Paul McCartney sort «New», son quatorzième album solo.
Paul McCartney sort «New», son quatorzième album solo. - Mary McCartney
Benjamin Chapon

 Au rayon des retours dont on n’attendait pas grand-chose, Paul McCartney tenait une place de choix. Et pourtant… L’ex-Beatles, mais aussi l’ex-Wings, sort aujourd’hui son quatorzième album solo, New. Et l’enthousiasme qu’il procure est inversement proportionnel à la déception qu’un autre revenant de l’année, David Bowie, a généré.
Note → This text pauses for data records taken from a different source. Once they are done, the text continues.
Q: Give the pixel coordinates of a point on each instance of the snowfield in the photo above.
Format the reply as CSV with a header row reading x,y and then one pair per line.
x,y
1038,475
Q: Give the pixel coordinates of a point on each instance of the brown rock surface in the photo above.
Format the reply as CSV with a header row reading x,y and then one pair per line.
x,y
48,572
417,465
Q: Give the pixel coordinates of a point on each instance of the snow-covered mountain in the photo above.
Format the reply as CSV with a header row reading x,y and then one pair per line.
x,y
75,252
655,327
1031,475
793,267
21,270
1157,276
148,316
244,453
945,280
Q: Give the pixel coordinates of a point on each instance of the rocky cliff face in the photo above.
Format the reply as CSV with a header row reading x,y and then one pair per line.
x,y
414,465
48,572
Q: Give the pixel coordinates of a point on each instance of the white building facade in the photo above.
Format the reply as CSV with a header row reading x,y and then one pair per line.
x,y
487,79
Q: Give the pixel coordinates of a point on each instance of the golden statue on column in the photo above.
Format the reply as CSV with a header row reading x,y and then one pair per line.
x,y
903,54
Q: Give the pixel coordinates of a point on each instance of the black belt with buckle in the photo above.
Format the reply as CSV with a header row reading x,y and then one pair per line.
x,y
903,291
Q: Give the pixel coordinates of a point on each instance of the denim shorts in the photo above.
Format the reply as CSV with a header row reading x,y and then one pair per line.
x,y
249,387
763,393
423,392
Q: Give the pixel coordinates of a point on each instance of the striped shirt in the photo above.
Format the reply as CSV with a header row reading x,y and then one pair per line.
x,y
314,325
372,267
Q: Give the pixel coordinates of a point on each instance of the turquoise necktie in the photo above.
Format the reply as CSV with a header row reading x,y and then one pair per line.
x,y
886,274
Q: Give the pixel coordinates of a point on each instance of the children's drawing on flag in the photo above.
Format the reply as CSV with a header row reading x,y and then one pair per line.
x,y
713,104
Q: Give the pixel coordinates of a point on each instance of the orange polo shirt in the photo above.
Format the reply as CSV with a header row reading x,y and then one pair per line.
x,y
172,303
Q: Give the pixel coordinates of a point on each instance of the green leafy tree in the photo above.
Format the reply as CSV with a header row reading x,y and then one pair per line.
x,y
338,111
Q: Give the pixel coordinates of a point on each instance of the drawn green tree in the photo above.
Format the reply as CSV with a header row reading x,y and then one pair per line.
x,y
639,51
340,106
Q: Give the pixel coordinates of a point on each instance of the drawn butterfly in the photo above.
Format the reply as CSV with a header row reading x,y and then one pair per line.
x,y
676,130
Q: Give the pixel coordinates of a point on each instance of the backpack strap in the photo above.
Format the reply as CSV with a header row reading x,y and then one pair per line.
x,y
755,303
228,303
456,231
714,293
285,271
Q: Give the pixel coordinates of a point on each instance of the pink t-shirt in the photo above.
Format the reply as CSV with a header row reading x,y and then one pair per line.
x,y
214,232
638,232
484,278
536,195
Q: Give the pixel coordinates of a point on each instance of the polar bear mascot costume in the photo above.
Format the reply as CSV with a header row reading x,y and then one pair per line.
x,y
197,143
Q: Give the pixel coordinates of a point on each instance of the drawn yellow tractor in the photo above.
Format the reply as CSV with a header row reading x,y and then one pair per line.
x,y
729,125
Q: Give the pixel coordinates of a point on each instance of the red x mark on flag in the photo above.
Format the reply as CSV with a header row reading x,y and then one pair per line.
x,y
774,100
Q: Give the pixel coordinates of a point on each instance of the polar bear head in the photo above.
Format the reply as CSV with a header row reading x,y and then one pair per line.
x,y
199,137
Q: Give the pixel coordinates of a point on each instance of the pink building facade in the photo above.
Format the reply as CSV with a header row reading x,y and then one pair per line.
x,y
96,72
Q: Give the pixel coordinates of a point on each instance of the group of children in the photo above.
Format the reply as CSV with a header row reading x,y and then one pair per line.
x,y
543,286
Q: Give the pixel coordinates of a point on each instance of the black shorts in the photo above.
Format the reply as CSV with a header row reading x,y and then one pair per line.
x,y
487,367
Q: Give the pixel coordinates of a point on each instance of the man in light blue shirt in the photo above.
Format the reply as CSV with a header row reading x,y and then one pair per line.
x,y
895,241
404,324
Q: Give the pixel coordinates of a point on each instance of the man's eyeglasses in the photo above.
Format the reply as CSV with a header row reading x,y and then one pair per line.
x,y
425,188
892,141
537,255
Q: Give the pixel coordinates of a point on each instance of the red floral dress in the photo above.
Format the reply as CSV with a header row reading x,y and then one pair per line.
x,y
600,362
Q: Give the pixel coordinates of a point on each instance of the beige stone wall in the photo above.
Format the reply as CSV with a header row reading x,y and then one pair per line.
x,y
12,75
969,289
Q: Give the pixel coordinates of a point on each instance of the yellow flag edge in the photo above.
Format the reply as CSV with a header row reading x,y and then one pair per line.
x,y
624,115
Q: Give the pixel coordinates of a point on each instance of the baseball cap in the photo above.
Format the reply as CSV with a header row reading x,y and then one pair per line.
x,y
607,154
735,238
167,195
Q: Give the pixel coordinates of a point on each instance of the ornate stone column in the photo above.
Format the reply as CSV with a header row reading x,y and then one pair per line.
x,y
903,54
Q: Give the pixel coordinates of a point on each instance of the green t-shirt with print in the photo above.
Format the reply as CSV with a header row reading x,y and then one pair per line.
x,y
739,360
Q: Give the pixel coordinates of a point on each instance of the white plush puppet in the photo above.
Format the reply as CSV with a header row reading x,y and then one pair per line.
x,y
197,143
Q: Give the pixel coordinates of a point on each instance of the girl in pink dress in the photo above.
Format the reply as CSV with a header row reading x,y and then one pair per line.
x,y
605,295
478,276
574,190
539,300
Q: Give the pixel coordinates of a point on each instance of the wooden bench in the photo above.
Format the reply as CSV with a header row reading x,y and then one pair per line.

Depuis Memory Almost Full, sorti en 2007, et plutôt raté, Paul McCartney n’avait sorti aucun album original. Ses reprises fades de standards jazz américains dans Kisses on the Bottom ont divisé les critiques masi pas les fans, unanimement déçu.

Un nouveau coup de Revolver 

Avec New, Paul McCartney fait le pari insensé de renouer avec la pop des années 1960. Aidé de pas moins de quatre producteurs, le chanteur a créé onze merveilleux titres. Une production très classique, des refrains chantants, des ponts aux arpèges délicats… McCartney a retrouvé le mojo de ses jeunes années. 

S’il fait beaucoup penser à Revolver, l’album chef d’œuvre des Beatles, pour son élégance et sa luxuriance, New n’est pas coincé dans les années 1960. D’ailleurs, Revolver n’était-il pas un album bougrement novateur?

Quatre producteurs pour un son

Paul McCartney a eu l’intelligence de s'accoquiner avec deux produceturs stars, Mark Ronson, l’homme qui a révélé Amy Winehouse à elle-même et réveillé Britney Spears en produisant Toxic, et Paul Epworth, l’architecte du triomphe d’Adele.

A ce bel attelage branché, Paul McCartney a adjoint deux jeunes poulains aux pedigrees 100% «brit pop» : Giles Martin et Ethan Johns. Leurs pères respectifs, George Martin et Glyn Johns, ont tous deux travaillé avec les Beatles en leurs temps.

La grande pop d’antan

Seul le génie, et le charisme sans doute, de Paul McCartney pouvaient permettre à quatre producteurs de livrer un album à la fois aussi homogène dans son allure que joyeusement désordonné dans les pistes mélodiques qu’il emprunte.

C’est sans doute en cela que New renoue avec la grande force des albums pop des années 1960, ces œuvres fait de deux faces de cinq titres chacune, qui s’écoutaient comme de petits opéras épiques.

 A 71 ans, Paul McCartney sait encore y faire pour créer l’événement. Jeudi dernier, il a donné un mini-concert surprise à Times Square, à New York, annoncé une heure auparavant sur Twitter. Il y a joué quatre titres de son nouvel album sous les ovations du public. Il en a profité pour rendre hommage à John Lennon, assassiné à New York en 1980. Aux Etats-Unis plus qu’ailleurs, la gloire posthume de John Lennon éclipse depuis des années le talent de Paul McCartney. New pourrait contribuer à corriger cette injustice.